Microsoft throws open the doors for Cloud Foundry on Azure

The first public preview of support for Cloud Foundry on Azure is available now, with support for the on-prem version of Azure to come later

Cloud Foundry, the open source PaaS that's become a major part of IBM's Bluemix  offering, is now showing up in an unlikely place: Microsoft Azure.

In a blog post released earlier today, Ning Kuang, senior program manager for Microsoft Azure, provided word of the first public preview of Cloud Foundry on Azure.

Setting up Cloud Foundry instances can be done either manually or with an Azure Resource Manager template. The actual deployment can be done via Cloud Foundry's open source Bosh project, now with Azure support courtesy of Microsoft. Microsoft's plan is to have all the code needed to support Cloud Foundry on Azure submitted upstream "in a few months prior to GA."

When Azure support for Cloud Foundry was originally announced, it went hand-in-hand with announcements for a few other PaaS offerings: Jelastic and Apprenda. Both of those, however, are commercial solutions; Cloud Foundry is an entirely open source effort.

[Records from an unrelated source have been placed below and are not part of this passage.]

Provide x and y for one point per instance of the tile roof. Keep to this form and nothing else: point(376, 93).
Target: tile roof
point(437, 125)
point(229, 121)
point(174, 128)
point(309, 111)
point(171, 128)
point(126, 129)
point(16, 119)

In keeping with Microsoft's ongoing pitch for Azure as a hybrid environment via Azure Service Fabric, the blog post mentions this new functionality in that light, stating it "enables our customers to deploy Cloud Foundry on Azure and extend their workloads from any public or private cloud to Azure."

Likewise, Microsoft claims it is "working to ensure that Azure CPI [Cloud Provider Interface] will in work in a private cloud environment running on Azure Stack and we will have more on that to come in the near future."